Ok well I dont really wanna deal with chemicals either... but will a SAE live with black moors and calicos? Also where can I get them in Saskatoon, SK, Canada? I tried all the fish places and they cannot get them.

Please help :(
 
Black Moors are coldwater fish, SAE's tropical. They are not compatible. If the algae looks black and hairy, then it is very difficult to get rid of, (it is actually a red algae species).

It is not particulaly Iron that encourages hair/beard algae. Any nutrient surplus encourages algae. I also have highly enriched Iron substrates, but in heavily planted tanks, nitrate and phosphates are limiting nutrients, so no algae.
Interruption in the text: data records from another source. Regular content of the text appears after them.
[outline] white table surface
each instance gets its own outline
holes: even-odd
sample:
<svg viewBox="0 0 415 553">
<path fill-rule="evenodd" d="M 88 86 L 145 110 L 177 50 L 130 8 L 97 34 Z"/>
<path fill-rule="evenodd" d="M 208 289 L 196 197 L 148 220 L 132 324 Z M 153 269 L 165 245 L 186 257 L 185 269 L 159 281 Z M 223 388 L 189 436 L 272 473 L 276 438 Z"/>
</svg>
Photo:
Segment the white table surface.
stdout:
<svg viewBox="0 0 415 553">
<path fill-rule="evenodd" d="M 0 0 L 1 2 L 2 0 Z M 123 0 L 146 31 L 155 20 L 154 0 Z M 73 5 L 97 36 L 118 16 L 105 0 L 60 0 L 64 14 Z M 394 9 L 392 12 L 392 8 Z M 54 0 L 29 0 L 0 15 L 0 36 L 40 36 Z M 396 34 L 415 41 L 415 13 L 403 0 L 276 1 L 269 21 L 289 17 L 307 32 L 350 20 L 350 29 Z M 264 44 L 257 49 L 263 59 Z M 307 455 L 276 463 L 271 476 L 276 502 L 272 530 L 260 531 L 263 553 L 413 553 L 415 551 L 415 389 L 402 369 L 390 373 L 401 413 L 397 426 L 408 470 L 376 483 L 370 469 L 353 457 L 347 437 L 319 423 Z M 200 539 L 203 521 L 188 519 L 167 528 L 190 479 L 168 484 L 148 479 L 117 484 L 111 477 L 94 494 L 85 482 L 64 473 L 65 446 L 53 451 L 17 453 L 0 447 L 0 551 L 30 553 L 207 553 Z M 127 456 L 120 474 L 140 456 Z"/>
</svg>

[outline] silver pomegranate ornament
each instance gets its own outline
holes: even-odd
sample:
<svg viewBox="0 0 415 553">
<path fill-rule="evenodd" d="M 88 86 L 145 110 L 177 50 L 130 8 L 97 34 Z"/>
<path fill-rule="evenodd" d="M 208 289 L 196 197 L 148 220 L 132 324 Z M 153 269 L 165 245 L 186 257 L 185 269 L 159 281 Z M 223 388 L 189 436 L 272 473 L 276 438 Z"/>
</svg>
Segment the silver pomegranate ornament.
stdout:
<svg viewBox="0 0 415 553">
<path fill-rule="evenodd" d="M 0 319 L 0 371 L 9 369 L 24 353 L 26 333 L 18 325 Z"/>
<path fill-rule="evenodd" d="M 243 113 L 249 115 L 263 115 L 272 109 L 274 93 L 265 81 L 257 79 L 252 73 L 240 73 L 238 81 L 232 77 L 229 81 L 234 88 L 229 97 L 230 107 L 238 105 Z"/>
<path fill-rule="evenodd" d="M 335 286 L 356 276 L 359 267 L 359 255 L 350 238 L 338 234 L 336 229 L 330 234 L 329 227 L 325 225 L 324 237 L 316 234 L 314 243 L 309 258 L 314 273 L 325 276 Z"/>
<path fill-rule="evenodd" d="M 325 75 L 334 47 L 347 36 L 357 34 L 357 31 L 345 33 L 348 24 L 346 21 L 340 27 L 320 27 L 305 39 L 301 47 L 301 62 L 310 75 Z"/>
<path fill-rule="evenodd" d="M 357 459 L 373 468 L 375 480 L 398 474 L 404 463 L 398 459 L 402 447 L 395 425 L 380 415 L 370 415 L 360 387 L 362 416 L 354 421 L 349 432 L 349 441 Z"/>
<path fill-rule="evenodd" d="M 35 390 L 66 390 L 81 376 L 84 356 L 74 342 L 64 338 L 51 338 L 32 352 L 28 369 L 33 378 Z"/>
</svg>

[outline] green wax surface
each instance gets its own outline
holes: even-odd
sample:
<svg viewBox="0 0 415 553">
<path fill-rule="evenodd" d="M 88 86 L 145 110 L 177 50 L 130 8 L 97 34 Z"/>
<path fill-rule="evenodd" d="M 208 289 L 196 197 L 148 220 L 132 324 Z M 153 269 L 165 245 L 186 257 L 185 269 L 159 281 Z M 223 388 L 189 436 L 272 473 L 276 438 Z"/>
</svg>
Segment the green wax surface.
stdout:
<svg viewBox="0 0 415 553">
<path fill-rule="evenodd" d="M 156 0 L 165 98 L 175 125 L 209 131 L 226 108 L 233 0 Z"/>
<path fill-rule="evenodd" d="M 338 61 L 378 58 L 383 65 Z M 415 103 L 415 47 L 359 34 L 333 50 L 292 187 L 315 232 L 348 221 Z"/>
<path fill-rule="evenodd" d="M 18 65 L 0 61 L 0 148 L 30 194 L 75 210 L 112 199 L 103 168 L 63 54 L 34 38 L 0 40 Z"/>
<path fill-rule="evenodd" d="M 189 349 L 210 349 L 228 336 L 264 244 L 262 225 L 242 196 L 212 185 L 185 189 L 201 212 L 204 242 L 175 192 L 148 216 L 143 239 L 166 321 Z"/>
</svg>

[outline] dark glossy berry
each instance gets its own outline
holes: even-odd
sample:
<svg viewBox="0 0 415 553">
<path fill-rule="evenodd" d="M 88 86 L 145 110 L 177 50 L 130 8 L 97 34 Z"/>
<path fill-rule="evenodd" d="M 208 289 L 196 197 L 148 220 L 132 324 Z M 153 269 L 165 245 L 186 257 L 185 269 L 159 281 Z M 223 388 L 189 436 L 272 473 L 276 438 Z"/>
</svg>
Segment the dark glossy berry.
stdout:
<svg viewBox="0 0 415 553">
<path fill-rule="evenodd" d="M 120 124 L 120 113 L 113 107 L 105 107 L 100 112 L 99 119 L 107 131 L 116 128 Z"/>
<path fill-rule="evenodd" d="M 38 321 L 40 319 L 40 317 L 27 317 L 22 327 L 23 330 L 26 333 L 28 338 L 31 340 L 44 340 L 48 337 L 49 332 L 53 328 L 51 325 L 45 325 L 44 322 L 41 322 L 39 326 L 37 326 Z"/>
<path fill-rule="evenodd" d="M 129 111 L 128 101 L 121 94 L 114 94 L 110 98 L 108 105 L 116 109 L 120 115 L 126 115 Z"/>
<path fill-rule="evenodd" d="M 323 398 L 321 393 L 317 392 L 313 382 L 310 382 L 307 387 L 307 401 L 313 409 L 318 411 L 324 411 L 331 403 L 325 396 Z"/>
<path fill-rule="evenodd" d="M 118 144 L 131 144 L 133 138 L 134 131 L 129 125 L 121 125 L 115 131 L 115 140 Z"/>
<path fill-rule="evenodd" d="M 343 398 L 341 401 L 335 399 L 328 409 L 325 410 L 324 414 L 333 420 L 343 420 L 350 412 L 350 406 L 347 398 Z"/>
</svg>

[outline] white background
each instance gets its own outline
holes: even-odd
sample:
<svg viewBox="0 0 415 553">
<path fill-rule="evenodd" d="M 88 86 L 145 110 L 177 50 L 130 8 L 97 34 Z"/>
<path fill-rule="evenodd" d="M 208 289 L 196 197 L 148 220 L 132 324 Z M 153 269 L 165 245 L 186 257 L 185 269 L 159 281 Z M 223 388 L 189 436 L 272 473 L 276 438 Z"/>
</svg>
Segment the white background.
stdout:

High Iron doesn't equal hair/beard algae.
 
Have you found what kind of algae this is?? Hair algae and Black Brush Algae are to different kinds of algae and cuased by two differnt things. Black Brush Algae is short about 1/4 inch and Hair algae can get very long I had some in the 5 inch area.

I got rid of my hair algae by stoping iron, after doing a 3 hour web search on it and reading very good info about 80% saying that is it cused by high iron in tank. Most of my fish ate on it. And I have seen many places on here saying that ghost shirmp don't eat algae well for some odd reason mine did. Not hard to tell what they are eating cuase you can see it in them.

Black Brush Algae. Short hairs (1/4" long), closely packed together. Appears dark green, black, or dark red. Grows on plant leaves, and sometimes on decorations/substrate. This normaly grows after the plant has stop growing. The plant will start to release phosphate or just not use it. Phosphate comes into the tank many ways threw us putting it there and fish foods.

If your nitrate is low you could try adding some to the tank. This will make your plants start growing again. But this needs to be done slow.